Place the diced tomatoes and green chiles in the slow cooker. Place the chicken breasts on top and season them with taco seasoning.
Cover and cook on high for 3 hours or low for 6-7 hours. Cook times will vary based on slow cooker.
If chicken starts to dry out, add chicken bone broth as needed. Depending on how your slow cooker cooks, you may not need to do this. I didn't need to do it when I cooked this, however some slow cookers cook faster than others.
Add in some freshly squeezed lime juice, mix everything together and taste. Season with salt to taste.
Pre-heat oven to 350 degrees. While the oven is pre-heating, assemble enchiladas.
To assemble the enchiladas, set up an assembly line including: tortillas, enchilada sauce, chicken mixture, and cheese and black beans. Cover bottom of 9 x 13 baking dish with 4 tablespoons of Siete Green Enchiladas Sauce.
Lay out a tortilla. Add a generous spoonful of the chicken mixture in a line down the center of the tortilla, then sprinkle with 1/3 cup cheese and black beans. Roll up tortilla and place in a greased 9 x 13 baking dish.

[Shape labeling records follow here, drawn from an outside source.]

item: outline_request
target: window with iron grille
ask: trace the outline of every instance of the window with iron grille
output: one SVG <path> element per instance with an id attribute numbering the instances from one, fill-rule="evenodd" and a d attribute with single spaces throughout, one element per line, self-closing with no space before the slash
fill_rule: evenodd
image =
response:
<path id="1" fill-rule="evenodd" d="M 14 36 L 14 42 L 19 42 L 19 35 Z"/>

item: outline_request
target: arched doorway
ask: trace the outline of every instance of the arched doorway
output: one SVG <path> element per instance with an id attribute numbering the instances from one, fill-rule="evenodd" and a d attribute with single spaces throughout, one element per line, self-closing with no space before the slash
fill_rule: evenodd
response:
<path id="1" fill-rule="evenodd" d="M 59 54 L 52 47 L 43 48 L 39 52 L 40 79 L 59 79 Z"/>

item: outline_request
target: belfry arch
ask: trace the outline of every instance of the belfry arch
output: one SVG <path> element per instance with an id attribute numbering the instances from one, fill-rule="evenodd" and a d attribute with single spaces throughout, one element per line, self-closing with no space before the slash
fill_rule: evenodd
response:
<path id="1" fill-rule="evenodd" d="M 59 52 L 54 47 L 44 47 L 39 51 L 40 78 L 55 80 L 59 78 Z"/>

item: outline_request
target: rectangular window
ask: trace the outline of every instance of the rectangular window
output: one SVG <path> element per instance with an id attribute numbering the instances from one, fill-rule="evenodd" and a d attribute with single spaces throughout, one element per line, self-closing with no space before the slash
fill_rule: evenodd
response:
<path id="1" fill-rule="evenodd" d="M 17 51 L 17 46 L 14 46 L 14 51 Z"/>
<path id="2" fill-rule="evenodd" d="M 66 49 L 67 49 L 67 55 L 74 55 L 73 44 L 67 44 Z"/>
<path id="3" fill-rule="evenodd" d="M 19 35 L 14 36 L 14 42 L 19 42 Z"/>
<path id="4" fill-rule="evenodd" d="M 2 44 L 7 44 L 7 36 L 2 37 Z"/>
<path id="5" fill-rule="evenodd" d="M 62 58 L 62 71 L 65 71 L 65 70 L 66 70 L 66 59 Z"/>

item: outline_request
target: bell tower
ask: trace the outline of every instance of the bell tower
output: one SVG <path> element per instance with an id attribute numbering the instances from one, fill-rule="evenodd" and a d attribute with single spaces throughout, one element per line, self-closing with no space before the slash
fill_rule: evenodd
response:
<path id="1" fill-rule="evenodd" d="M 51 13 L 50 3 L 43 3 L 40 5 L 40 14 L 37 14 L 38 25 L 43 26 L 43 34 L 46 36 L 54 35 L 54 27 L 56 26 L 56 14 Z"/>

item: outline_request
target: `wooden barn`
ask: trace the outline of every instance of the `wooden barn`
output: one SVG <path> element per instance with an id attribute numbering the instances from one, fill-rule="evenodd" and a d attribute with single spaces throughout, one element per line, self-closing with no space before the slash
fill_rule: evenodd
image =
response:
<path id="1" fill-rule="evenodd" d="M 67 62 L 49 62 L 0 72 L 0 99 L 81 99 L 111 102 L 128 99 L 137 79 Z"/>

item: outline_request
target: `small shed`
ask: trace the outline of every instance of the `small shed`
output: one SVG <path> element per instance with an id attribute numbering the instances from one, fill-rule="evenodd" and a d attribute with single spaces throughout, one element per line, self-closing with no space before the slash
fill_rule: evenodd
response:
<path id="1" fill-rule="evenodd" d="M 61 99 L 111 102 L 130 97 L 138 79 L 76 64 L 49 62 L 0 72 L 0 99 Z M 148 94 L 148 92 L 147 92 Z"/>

Assemble the remaining enchiladas. Then spread any remaining sauce evenly over the top of the enchiladas, followed by any extra cheese.
Bake uncovered for 20 minutes, until the enchiladas are cooked through and the tortillas are slightly crispy on the outside. For super crispy enchiladas cook 25-30 minutes.
Remove pan from the oven and serve the enchiladas while they’re nice and warm, garnished with lots of toppings.